I have a love/hate relationship with the I-shape forms

I've coached multiple martial arts for over a decade and you think I don't know how different people learn martial arts?

This is such a wild baseless accusation. I can't understand how you even made it. Do you you actually believe that I think this?

Every single TKD school I've been to has done things different. They've taken what they've learned from their TKD Master(s) and from other martial arts and combined them together into their own curriculum. I'm doing the same.

This criticism that I'm somehow breaking some unwritten law by coming up with my own curriculum ignores the fact that every other school comes up with their own curriculum.

This would be like if someone were to try and publish a book and you were to get mad it wasn't a word-for-word copy of The Hobbit. Because that was a good book, why do we need a new one?
To your question of me Yes, I do believe that.

From one negative reply, you went on the offensive. From one elegant reply, you went on a rant trying to prove your strong foundation of experience and knowledge. But from most of what we hear from you on this forum and others, is built on sticks.
You will be TEACHING people. It takes a patience like no other. I believe you have the want-to, but I am not sure it is your passion. Instead, you are one of the many, many people who thought "it would really cool to be a martial arts school owner/instructor" but never actually pulled it off or at least pulled it off well.

I imagine you have been in the 'planning stages' of opening a school since day one of you first training. More than enough time to acquire knowledge.

If you are going to do this, it is past time to do it. I know these are harsh words, but whether you understand it or not, they are what you need to hear.
 
I do not understand how doing one excludes the other.
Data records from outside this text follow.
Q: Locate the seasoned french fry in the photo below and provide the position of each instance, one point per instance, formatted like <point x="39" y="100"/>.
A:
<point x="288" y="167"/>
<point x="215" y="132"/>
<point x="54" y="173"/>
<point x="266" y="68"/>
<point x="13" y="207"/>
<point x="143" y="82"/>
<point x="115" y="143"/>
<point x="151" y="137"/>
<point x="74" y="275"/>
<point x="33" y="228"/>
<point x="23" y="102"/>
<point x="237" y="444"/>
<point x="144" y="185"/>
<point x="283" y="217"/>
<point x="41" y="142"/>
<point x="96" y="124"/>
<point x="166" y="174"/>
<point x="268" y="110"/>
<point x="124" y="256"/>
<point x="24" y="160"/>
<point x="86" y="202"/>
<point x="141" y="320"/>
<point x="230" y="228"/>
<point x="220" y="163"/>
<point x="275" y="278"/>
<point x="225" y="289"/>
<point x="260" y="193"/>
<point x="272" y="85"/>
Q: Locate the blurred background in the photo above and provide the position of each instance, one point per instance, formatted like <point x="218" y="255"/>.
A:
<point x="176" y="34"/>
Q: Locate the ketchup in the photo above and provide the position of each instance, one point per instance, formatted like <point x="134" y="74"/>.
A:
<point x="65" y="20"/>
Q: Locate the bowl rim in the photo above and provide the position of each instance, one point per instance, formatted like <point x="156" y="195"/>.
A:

Perhaps our different views are colored by our different experience.
If you're told not to do a piercing side kick because a thrusting side kick is "correct", then you are more likely to think there's something wrong with the piercing side kick.

If I teach one way, and another instructor with a different background and set of experiences teaches a different way, then we could:
  • Explain the pros and cons of each version of the technique.
  • Describe the situations you would use one version over another.
  • Throw the other instructor under the bus as being inferior.
Two of those allow the students to gain understanding of the technique. The third causes the students to lose trust in the material being taught.